Where the goal of compromise is to calm the political waters making sure no one is too upset, collaboration makes waves with big solutions. Compromise is a recipe for maintaining the status quo. And the status quo is sinking Minnesota.
Certainly, the state still has many assets and a strong foundation. It also faces stagnant economic growth, academic outcomes that are pushing the once-vaunted public schools into also-run status in rankings with the other states, seemingly uncontrolled fraud in state programs and a population that is aging and not growing.

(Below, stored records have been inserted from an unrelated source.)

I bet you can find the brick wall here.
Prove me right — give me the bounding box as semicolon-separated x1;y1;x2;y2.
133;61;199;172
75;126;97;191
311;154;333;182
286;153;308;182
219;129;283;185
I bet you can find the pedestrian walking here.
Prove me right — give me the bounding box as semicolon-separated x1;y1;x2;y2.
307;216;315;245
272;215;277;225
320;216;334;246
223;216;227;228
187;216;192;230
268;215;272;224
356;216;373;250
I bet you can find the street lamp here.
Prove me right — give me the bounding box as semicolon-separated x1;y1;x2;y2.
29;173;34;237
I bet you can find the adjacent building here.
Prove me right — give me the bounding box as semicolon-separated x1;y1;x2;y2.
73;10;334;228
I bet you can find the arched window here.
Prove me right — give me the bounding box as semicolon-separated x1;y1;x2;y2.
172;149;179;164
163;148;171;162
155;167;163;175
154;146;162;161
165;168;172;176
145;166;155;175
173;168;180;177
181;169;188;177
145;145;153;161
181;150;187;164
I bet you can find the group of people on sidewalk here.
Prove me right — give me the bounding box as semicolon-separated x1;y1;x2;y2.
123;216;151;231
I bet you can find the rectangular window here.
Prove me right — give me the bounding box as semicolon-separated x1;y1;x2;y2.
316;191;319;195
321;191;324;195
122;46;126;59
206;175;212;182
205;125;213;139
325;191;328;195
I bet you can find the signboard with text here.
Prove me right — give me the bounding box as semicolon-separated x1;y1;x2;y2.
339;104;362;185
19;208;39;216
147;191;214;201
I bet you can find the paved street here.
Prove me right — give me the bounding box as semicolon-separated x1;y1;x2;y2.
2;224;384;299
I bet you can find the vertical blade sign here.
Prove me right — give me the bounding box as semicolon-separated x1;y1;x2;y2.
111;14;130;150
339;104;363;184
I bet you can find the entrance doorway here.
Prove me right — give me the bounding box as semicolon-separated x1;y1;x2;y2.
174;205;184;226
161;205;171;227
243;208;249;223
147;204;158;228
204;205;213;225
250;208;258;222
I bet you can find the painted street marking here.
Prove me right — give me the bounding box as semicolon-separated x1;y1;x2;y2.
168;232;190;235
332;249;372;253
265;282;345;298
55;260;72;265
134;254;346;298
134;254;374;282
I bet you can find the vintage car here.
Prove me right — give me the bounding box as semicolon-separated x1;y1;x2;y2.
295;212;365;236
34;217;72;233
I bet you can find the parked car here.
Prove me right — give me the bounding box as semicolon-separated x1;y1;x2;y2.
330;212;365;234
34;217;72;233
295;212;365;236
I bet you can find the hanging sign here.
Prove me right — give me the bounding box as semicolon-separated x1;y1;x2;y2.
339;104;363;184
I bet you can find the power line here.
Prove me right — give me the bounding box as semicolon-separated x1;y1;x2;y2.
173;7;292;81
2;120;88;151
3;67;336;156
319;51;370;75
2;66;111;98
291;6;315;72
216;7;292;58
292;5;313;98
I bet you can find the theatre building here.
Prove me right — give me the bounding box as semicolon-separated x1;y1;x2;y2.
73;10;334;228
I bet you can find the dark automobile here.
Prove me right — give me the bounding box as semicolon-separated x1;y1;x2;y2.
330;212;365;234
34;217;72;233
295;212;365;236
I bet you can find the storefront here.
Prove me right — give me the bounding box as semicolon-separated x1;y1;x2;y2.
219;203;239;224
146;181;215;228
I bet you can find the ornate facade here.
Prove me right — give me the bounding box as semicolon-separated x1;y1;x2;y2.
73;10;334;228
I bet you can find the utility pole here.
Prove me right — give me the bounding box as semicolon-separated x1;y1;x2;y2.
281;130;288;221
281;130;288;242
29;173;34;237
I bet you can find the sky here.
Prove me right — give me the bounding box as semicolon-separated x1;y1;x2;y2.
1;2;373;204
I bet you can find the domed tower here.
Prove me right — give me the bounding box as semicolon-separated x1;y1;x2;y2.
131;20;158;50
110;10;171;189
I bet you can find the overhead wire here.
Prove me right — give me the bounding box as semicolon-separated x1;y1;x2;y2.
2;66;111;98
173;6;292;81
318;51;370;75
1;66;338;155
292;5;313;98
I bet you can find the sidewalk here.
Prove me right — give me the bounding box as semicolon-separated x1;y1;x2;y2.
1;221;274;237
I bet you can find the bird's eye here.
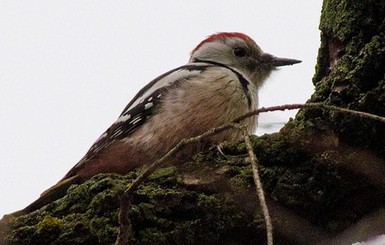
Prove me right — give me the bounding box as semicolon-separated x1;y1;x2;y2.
233;47;247;57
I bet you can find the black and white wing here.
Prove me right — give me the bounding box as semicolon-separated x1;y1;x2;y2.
74;64;210;166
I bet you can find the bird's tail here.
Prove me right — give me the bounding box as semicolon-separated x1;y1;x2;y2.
6;175;79;217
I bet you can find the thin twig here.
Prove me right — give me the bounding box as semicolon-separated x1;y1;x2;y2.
115;193;132;245
243;128;273;245
115;122;240;245
234;103;385;124
125;122;240;194
116;102;385;244
126;103;385;196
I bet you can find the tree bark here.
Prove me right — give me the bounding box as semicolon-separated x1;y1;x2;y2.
1;0;385;244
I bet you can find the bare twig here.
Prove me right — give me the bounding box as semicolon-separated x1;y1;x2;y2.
125;122;241;194
115;102;385;244
115;122;240;245
125;103;385;196
234;103;385;124
115;193;132;245
243;128;273;245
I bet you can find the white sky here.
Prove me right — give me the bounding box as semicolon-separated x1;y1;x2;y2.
0;1;322;216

Minnesota today needs new ideas and bold reforms, the kind of initiatives that in the 1960s, ’70s, ‘80s and early ‘90s made the state the envy of the nation. Those outcomes aren’t reached through compromise, a process that by definition, produces solutions that are the least objectionable to the most people on both sides of an issue.

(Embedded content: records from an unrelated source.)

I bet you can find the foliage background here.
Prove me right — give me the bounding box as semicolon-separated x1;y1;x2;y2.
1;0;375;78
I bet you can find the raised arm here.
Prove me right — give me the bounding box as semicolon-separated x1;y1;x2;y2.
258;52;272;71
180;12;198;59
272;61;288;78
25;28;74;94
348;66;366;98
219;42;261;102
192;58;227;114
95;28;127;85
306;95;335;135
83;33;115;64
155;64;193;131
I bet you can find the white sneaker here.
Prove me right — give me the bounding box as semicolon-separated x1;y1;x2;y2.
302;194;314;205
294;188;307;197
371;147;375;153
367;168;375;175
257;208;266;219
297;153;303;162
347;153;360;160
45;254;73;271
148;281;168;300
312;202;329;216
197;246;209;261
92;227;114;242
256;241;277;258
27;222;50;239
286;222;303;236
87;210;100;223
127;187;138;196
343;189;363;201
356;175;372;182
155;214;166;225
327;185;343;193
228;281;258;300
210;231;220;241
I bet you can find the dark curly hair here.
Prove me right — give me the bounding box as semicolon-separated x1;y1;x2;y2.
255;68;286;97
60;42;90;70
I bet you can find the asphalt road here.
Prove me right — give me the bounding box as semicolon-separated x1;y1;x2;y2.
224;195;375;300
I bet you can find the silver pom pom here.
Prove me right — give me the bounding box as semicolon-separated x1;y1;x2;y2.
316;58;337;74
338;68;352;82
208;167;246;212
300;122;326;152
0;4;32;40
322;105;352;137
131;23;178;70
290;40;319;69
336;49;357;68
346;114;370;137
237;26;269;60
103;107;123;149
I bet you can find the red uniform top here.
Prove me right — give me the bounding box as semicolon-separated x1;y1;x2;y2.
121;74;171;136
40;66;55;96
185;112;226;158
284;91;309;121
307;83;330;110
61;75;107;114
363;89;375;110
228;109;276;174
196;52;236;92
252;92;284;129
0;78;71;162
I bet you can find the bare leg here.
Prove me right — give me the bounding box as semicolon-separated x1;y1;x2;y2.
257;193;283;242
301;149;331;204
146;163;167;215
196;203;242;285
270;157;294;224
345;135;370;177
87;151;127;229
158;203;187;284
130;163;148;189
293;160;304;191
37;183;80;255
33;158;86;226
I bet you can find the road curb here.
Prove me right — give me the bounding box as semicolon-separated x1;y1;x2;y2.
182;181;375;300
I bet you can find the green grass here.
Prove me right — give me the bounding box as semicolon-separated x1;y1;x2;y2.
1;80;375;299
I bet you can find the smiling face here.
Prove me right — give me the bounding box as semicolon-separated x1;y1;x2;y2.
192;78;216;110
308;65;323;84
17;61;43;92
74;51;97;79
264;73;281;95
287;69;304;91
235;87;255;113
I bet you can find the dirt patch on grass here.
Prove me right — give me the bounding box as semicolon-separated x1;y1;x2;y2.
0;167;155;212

Compromise inherently is transactional. At its core are trade-offs. You do something for me and I will do something for you. When it’s all said and done, a legislative session defined by compromise will have a little something to sate the political appetites of lawmakers and their constituencies, but not much that will address the long-term challenges the state faces.
Look at what collaboration could accomplish this session. Pre-K-12 education is a good example. This most vital of public services is in crisis. Teachers are leaving the profession in droves, student test results in many districts are dismal and districts across the state are facing the kind of budget deficits that threaten fundamental values and functions of public education.